For PQRS Measure #145 (Exposure Time Reported for Procedures Using Fluoroscopy), there is inconsistency between the Numerator Statement and the Code Descriptor for codes G9500 and G9501. Is it “radiation exposure indices, or exposure time and number of fluorographic images” or “radiation exposure indices, exposure time or number of fluorographic images?"
The Centers for Medicare & Medicaid Services’ guidance for the Physician Quality Reporting System (PQRS) Measure #145 is to report G9500 or G9501 if the final report either contains radiation exposure indices or exposure time AND number of fluorographic images. Because the wording of the final measure cannot be revised at this time, CMS published an FAQ that states:

For 2016 PQRS, the final report would need to include radiation exposure indices, or exposure time AND number of fluorographic images in order to meet performance for Measure #145. The Numerator Statement found with the measure: Final reports for procedures using fluoroscopy that include radiation exposure indices or exposure time and number of fluorographic images (if radiation exposure indices are not available) correctly describes what should be reported. It is appropriate to report G9500 if the final report either contains radiation exposure indices or exposure time AND number of fluorographic images.

Additionally, the definition for image count includes only images that require additional exposure to ionizing radiation, not those that are captured electronically from the imaging chain without additional exposure.

A group of radiologists currently has a contract for services with a provider to read the film that is generated for clients of the provider. A second group of radiologists has approached the provider and offered to review the same films through the peer-review process. Do the current ACR guidelines or other applicable rules prohibit the second radiology group from reviewing and billing for that review on the same clients?
The ACR policies do not cover peer-review billing. The ACR is not aware of any government or private payer that reimburses groups for doing their own peer-review reads. Under RADPEER, the peer-review reads are done within the practice as a quality assurance/quality control (QA/QC) measure, and not billed at all. It certainly would be possible for a radiology practice to contract out the peer-review function to another group and pay that other group for the peer-review function. It could also be done on a reciprocal basis, with each group doing peer-review reads on the other group’s images and reports with no payment in either direction. A hospital or payer could contract with an outside radiology group to do peer-review reads on an in-house or contracted hospital radiology group as a QA/QC measure. A hospital or payer might use the results as a quality measure in determining the value of the group’s work under the transition from volume to value. Done in these ways, such activities are permissible under the Health Insurance Portability and Accountability Act.

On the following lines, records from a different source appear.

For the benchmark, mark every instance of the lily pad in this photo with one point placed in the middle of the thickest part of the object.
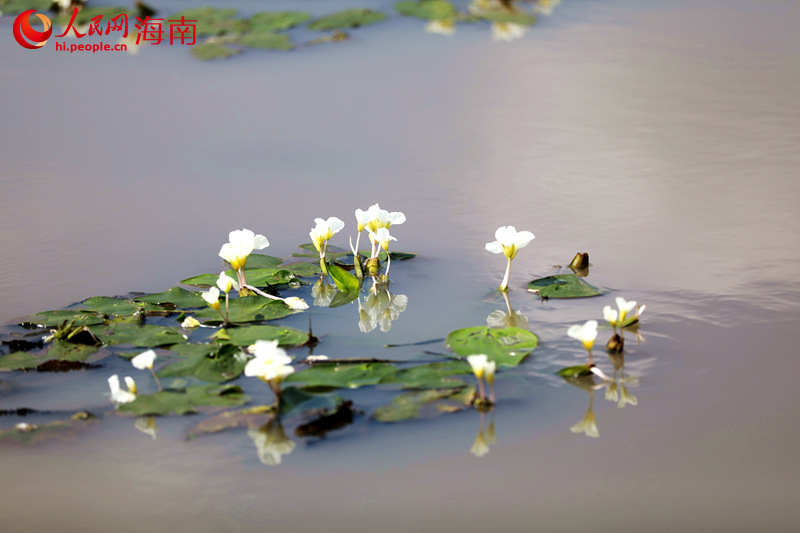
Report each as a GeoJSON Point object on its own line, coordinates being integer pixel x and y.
{"type": "Point", "coordinates": [248, 309]}
{"type": "Point", "coordinates": [431, 375]}
{"type": "Point", "coordinates": [247, 335]}
{"type": "Point", "coordinates": [563, 286]}
{"type": "Point", "coordinates": [56, 318]}
{"type": "Point", "coordinates": [266, 40]}
{"type": "Point", "coordinates": [223, 366]}
{"type": "Point", "coordinates": [213, 50]}
{"type": "Point", "coordinates": [343, 376]}
{"type": "Point", "coordinates": [177, 296]}
{"type": "Point", "coordinates": [277, 20]}
{"type": "Point", "coordinates": [345, 281]}
{"type": "Point", "coordinates": [506, 346]}
{"type": "Point", "coordinates": [412, 405]}
{"type": "Point", "coordinates": [143, 336]}
{"type": "Point", "coordinates": [185, 401]}
{"type": "Point", "coordinates": [427, 9]}
{"type": "Point", "coordinates": [349, 18]}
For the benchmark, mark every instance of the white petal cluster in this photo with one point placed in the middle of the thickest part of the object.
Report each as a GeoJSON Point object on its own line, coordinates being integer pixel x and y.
{"type": "Point", "coordinates": [509, 241]}
{"type": "Point", "coordinates": [270, 364]}
{"type": "Point", "coordinates": [241, 244]}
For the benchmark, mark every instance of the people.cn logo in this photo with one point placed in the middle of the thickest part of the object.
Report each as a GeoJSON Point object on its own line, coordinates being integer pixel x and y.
{"type": "Point", "coordinates": [26, 35]}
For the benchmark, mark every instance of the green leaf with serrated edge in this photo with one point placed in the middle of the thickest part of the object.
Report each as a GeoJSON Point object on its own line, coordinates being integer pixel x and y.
{"type": "Point", "coordinates": [277, 20]}
{"type": "Point", "coordinates": [142, 336]}
{"type": "Point", "coordinates": [52, 319]}
{"type": "Point", "coordinates": [505, 346]}
{"type": "Point", "coordinates": [185, 401]}
{"type": "Point", "coordinates": [563, 286]}
{"type": "Point", "coordinates": [431, 375]}
{"type": "Point", "coordinates": [349, 18]}
{"type": "Point", "coordinates": [226, 365]}
{"type": "Point", "coordinates": [427, 9]}
{"type": "Point", "coordinates": [247, 335]}
{"type": "Point", "coordinates": [247, 309]}
{"type": "Point", "coordinates": [212, 50]}
{"type": "Point", "coordinates": [576, 371]}
{"type": "Point", "coordinates": [345, 281]}
{"type": "Point", "coordinates": [177, 296]}
{"type": "Point", "coordinates": [343, 376]}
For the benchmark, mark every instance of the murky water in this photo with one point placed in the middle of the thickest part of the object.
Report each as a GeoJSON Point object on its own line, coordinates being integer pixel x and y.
{"type": "Point", "coordinates": [660, 139]}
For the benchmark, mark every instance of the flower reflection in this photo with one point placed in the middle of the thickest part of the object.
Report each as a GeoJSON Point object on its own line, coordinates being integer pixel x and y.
{"type": "Point", "coordinates": [271, 442]}
{"type": "Point", "coordinates": [147, 425]}
{"type": "Point", "coordinates": [508, 318]}
{"type": "Point", "coordinates": [380, 308]}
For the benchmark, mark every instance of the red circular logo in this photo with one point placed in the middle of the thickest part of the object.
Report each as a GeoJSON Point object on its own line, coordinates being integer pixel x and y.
{"type": "Point", "coordinates": [26, 35]}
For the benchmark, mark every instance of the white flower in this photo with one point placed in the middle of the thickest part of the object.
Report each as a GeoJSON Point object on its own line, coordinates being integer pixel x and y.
{"type": "Point", "coordinates": [509, 241]}
{"type": "Point", "coordinates": [241, 245]}
{"type": "Point", "coordinates": [295, 303]}
{"type": "Point", "coordinates": [624, 308]}
{"type": "Point", "coordinates": [507, 31]}
{"type": "Point", "coordinates": [190, 322]}
{"type": "Point", "coordinates": [441, 27]}
{"type": "Point", "coordinates": [324, 231]}
{"type": "Point", "coordinates": [270, 364]}
{"type": "Point", "coordinates": [118, 395]}
{"type": "Point", "coordinates": [144, 360]}
{"type": "Point", "coordinates": [478, 362]}
{"type": "Point", "coordinates": [212, 297]}
{"type": "Point", "coordinates": [226, 283]}
{"type": "Point", "coordinates": [586, 333]}
{"type": "Point", "coordinates": [610, 315]}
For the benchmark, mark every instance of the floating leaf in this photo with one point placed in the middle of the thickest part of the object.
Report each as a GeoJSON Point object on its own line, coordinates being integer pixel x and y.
{"type": "Point", "coordinates": [346, 281]}
{"type": "Point", "coordinates": [56, 318]}
{"type": "Point", "coordinates": [427, 9]}
{"type": "Point", "coordinates": [349, 18]}
{"type": "Point", "coordinates": [277, 20]}
{"type": "Point", "coordinates": [185, 401]}
{"type": "Point", "coordinates": [506, 346]}
{"type": "Point", "coordinates": [223, 366]}
{"type": "Point", "coordinates": [346, 376]}
{"type": "Point", "coordinates": [213, 50]}
{"type": "Point", "coordinates": [563, 286]}
{"type": "Point", "coordinates": [248, 309]}
{"type": "Point", "coordinates": [410, 405]}
{"type": "Point", "coordinates": [247, 335]}
{"type": "Point", "coordinates": [143, 336]}
{"type": "Point", "coordinates": [177, 296]}
{"type": "Point", "coordinates": [431, 375]}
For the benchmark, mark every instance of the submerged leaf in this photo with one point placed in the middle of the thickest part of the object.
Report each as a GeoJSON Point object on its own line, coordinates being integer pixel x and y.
{"type": "Point", "coordinates": [563, 286]}
{"type": "Point", "coordinates": [506, 346]}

Note that when billing Medicare for second reads or over reads, Medicare administrative contractors will pay for only one interpretation, the first one submitted. The second interpretation provided by another provider, designated with modifier -77, will only be paid under "unusual circumstances” showing medical necessity.

Does PQRS Measure #405 (Appropriate Follow-up Imaging for Incidental Abdominal Lesions) apply to CT, MRI, and ultrasound as listed in the denominator or only to CT as indicated in the Code Descriptor for G9547, Incidental CT finding: Liver lesion ≤ 0.5 cm, Cystic kidney lesion < 1.0 cm or Adrenal lesion ≤ 1.0 cm?
The Physician Quality Reporting System (PQRS) Measure #405 (Appropriate Follow-up Imaging for Incidental Abdominal Lesions) applies to computed tomography, magnetic resonance imaging and ultrasound modalities as listed in the Denominator and denoted by codes 74150, 74160, 74170, 74176, 74177, 74178, 74181, 74182, 74183, 76700, 76705, 76770, 76775. For more information, see CMS PQRS Measure 405 FAQ.

Additional PQRS measure changes can be viewed on the ACR PQRS web page in the section titled "What Measures Are Most Relevant to a Radiology Practice?”.

Code 50393, Introduction of ureteral catheter or stent into ureter through renal pelvis for drainage and/or injection, percutaneous, has been deleted. How do you code for the radiologist doing percutaneous catheter placement through the renal pelvis and down into the bladder prior to the patient going for lithotripsy? In the past, we used 50393, but not sure since the replacement codes state placement of ureteral stent.
According to the parenthetical in the CPT 2016 code book, Professional Edition, p. 322 (50393 has been deleted. To report ureteral catheter placement, see 50693, 50694, 50695). The historic term 'ureteral stent' is a catheter - not a metallic body, and therefore appropriate to use for a catheter placement. Codes 50693, 50694 and 50695 are therapeutic procedure codes describing percutaneous placement of ureteral stents that include access, drainage, catheter manipulations, diagnostic nephrostogram and/or ureterogram, when performed, imaging guidance (eg, ultrasonography and/or fluoroscopy), and all associated radiological supervision and interpretation.

Please note that code 50693 should be used if a pre-existing access to the kidney is present; code 50694 should be used if new renal access is acquired; and code 50695 should be used if a new renal access is acquired and a separate nephrostomy tube is also placed.